Today all your plans are going to be successful! is a collection united less by technique or style than ideas and concepts. With these works, Hassan continues his exploration of aspects of personality, character and the inner and outer spaces. He strives to achieve a balance between form and composition where details are vital and chaos is enjoyed.
Hassan spent his childhood in the family’s toy store; he did not just play with the toys around him but enjoyed setting up displays and creating a staged environment. This sense of theatricality and playfulness continues in his work today.

Hassan did not attempt to sculpt the meteorites of Today all your plans are going to be successful! into preconceived shapes; instead he intuitively responded to the material. Perhaps these meteorites have travelled through space, maintaining their form through the earth’s atmosphere and we see them just before the moment of impact. Then, uncertainty, with the possibility of preservation of integrity or complete destruction, thus suggesting a new dawn after cataclysm.

Whilst his canvases are filled with colour and intricate forms, they also subtly, but no less forcefully, feature space. Hassan meticulously creates unstructured canvases, allowing the positives and negatives to engage in dialogue. From random origins, patterns develop which are utilised to create something original. His Ghost paintings feature footprints from the past that follow him during his life long journey. These large scale paintings rest upon limbs, standing comfortably and yet suggesting that if one does not choose to engage with them, they may well initiate the connection.
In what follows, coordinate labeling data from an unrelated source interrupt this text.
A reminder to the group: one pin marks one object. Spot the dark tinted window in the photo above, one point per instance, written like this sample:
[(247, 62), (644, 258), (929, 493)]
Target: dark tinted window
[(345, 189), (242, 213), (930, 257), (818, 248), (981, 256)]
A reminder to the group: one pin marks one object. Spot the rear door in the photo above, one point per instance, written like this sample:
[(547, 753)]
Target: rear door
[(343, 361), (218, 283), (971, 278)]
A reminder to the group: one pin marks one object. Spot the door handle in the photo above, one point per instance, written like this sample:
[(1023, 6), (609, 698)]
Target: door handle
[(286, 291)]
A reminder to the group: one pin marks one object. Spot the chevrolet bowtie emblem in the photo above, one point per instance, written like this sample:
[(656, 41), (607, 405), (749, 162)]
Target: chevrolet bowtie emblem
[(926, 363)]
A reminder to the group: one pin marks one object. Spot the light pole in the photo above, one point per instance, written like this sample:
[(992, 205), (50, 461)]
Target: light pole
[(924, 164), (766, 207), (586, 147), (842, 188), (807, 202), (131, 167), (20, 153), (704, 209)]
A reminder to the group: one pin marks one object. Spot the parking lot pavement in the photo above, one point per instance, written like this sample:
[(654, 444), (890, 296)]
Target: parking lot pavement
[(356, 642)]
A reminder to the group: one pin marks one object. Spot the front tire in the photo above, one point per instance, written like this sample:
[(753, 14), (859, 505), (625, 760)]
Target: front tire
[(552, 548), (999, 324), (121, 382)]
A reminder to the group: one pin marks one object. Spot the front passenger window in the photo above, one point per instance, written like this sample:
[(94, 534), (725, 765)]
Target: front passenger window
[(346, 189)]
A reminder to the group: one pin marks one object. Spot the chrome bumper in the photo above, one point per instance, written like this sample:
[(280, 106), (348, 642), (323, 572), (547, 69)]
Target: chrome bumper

Waters are wiser than we reflects the artist’s commitment to self nourishment and development. Reminiscent of Islamic carpets, Mathématiques Modernes creates a universal harmony via pattern and information repetition. With Again and again and again, Hassan draws upon moments of transition and the fading of existing systems. This feeds the ‘hüzün’ in him. Orhan Pamuk in his 2005 novel Istanbul describes Hüzün as
a feeling of melancholy, angst and a deep spiritual loss but also a hopeful way of looking at life, a state of mind that is ultimately as life-affirming as it is negating.

Hassan’s work celebrates life in all its aspects. Uncommonly balanced, death and sadness are acknowledged as vital and welcomed as such. Playing with ideas of scale, magnifying the microscopic, highlighting darkness and organising randomness, Hassan has created a highly personal collection that challenges the viewer vigorously, intellectually and emotionally.